There’s not a clunker among these entries; I want to eat each and every one of your submissions, right now. But I have to single out the two goat-cheese-based entries, from Deb of Kahakai Kitchen and Eliot of Eliot’s Eats. Goat cheese is an important thing in my book and in my life. It still amazes me that it was only 32 years ago–1980!—that domestically produced goat cheese first became available to American consumers, and, even then, only to Californians who lived close enough to Laura Chenel’s Sonoma County HQ. Now, there’s literally not a day in our lives that my family does not eat goat cheese. We have it in our salads, on crackers, in eggs, on bagels, and so on. (True story: My son, when younger, kept an imaginary herd of goats.)

So: Runner-up is Deb, whose crostini with strawberries, baby arugula, and goat cheese are both beautiful to look at and imaginative in their harmonious but slightly off-center combination of flavors. (Sweet + peppery + creamy.) I also liked the fact that, because of the time of year it is, I was able, like Deb, to make these crostini with local ingredients from the farmer’s market, even though we live six time zones apart.

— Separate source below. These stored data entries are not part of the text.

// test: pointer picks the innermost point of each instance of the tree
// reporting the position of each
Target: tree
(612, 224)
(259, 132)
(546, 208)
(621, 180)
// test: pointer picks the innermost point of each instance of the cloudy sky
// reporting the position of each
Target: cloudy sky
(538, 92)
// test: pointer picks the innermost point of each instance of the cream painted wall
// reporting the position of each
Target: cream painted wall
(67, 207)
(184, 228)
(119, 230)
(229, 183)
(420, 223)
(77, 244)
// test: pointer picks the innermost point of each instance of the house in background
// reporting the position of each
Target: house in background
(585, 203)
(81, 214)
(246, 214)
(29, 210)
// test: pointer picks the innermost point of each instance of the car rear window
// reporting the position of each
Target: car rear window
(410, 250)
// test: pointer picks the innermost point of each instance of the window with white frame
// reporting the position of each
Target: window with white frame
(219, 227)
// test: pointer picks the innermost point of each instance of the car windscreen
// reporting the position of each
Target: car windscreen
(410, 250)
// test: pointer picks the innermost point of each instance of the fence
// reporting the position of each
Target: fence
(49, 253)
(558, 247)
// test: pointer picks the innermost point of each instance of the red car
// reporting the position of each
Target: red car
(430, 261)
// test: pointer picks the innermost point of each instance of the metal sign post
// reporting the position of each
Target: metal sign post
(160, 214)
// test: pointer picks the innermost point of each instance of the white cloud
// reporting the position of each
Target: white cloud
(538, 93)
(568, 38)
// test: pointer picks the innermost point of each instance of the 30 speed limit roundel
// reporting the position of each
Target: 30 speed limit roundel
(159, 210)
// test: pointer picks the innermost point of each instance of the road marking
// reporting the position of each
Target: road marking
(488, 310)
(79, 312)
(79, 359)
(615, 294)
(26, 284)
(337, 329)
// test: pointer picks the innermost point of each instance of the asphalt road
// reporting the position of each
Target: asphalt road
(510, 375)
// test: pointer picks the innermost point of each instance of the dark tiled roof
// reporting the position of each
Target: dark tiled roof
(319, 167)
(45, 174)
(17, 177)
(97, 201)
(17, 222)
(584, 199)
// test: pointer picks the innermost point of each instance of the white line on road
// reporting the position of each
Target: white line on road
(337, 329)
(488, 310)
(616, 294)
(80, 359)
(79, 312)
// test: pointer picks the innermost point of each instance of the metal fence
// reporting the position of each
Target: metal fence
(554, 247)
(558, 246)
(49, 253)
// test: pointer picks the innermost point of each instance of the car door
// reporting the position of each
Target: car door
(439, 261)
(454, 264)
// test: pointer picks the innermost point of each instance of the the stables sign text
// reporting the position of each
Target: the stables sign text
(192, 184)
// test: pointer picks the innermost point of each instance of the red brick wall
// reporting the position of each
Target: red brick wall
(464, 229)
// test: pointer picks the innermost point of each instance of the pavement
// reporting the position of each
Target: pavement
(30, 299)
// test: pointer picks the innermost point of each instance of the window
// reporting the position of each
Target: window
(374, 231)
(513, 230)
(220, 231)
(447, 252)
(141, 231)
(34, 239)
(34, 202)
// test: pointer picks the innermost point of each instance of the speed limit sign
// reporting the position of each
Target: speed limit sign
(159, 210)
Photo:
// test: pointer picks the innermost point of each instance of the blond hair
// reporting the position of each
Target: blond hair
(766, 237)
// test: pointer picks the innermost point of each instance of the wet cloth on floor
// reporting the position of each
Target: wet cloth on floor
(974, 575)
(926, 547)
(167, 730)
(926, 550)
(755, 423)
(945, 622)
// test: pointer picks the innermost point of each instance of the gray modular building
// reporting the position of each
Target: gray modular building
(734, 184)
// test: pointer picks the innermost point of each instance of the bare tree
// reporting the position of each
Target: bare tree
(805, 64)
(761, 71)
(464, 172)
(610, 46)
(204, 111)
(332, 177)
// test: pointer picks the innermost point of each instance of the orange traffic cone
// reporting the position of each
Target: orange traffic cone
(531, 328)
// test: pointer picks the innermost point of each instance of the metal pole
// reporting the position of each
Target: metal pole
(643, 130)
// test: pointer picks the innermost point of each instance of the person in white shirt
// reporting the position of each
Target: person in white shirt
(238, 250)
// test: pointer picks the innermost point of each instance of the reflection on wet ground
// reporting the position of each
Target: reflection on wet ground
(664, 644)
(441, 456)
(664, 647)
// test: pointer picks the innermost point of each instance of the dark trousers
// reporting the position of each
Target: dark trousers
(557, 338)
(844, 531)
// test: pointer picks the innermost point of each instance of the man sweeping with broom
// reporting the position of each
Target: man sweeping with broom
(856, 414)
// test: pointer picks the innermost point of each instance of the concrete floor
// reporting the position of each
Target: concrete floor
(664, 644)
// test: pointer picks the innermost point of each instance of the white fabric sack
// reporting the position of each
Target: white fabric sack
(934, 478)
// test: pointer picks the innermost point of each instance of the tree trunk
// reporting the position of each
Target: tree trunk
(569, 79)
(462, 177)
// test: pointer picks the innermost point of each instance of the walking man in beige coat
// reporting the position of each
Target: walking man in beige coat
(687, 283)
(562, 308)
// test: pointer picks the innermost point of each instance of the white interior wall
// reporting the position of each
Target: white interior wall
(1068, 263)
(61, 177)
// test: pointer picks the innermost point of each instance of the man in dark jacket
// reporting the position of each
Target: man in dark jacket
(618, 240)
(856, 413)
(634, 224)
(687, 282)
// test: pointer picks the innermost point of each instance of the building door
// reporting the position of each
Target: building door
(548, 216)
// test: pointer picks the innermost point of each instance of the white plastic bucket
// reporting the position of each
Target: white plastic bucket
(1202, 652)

And the winner is: Eliot, for the smoked log of goat cheese. Probably the least aesthetically pleasing of the entries, looking, in its final state, like something removed from a patient rushed into emergency surgery after collapsing in abdominal pain. But this was the recipe that I read and thought “Good god, this is something I must try as soon as I am able!” Eliot’s recipe requires patience but otherwise couldn’t be more simple–and, better still, it invites all manner of variation. Best of all, it manages the noble feat of making fresh goat cheese, already one of my favorite foods, taste even better.

I see from the “About Us” tab of the Eliot’s Eats blog that Eliot is actually a pseudonym for a self-described “near middle-aged couple.” On the basis of their smoky, delightfully nuanced goat cheese, I think it is high time that this couple proudly go public with their identities.